This invention relates generally to integrated gasification combined cycles (IGCC) and, more particularly, to an acid gas removal (AGR) system to be used with an IGCC.
At least some known integrated gasification combined cycles use gasification to breakdown biomass feedstock to create synthetic gas (syngas) for use in a turbine engine. Moreover, steam produced during operation of the IGCC is used to operate a steam turbine. As such, known IGCCs can operate at efficiencies approaching 60%. After gasification, known IGCCs generally use an acid gas removal system to remove sulfur from the syngas created in the gasifier, thereby creating a low sulfur syngas that may be useable in the turbine engine.
More specifically, to remove sulfur from the syngas, at least some known IGCCs couple an absorber downstream from the gasifier. The absorber contains a solvent capable of absorbing hydrogen sulfide and carbonyl sulfide from the syngas, such that a sulfur-rich solvent is created. The sulfur-rich solvent is delivered to a stripper, wherein acid gases are removed from the solvent such that a sulfur-lean solvent can be recirculated to the absorber. The acid gases are then channeled to a sulfur recovery unit wherein a usable sulfur product is produced along with gases which can be recirculated to the gasifier.

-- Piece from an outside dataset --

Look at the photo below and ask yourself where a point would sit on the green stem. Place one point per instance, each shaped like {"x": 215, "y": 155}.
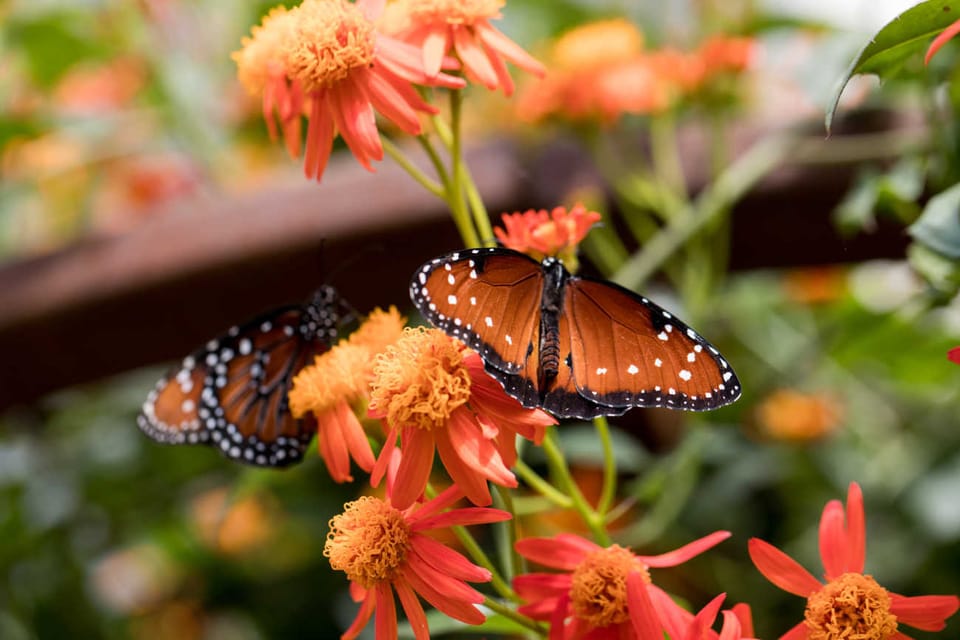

At least some known acid gas removal systems may be incapable of meeting current emissions requirements during all operating conditions. For example, high sulfur start-up fuels may produce a large quantity of emissions. While many of the emissions generated are captured during the acid gas removal process, at least some emissions may be released into the atmosphere during system shutdowns, equipment failures, or sulfur recovery unit trips.
One known method to facilitate reducing emissions is to utilize low sulfur start-up fuels or methanol. However, such systems generally require additional inventory and handling equipment, which increase the costs associated with the IGCC. Other known systems include a start-up absorber to facilitate absorbing the syngas immediately following gasification. However, the solvents used in such an absorber typically operate at a low temperature and require low temperature syngas. As such, a start-up absorber is infeasible in at least some known systems. Moreover, known start-up absorbers are only capable of reducing emissions upstream from the acid gas removal system, but in many systems, emissions may be generated downstream from the acid gas removal system.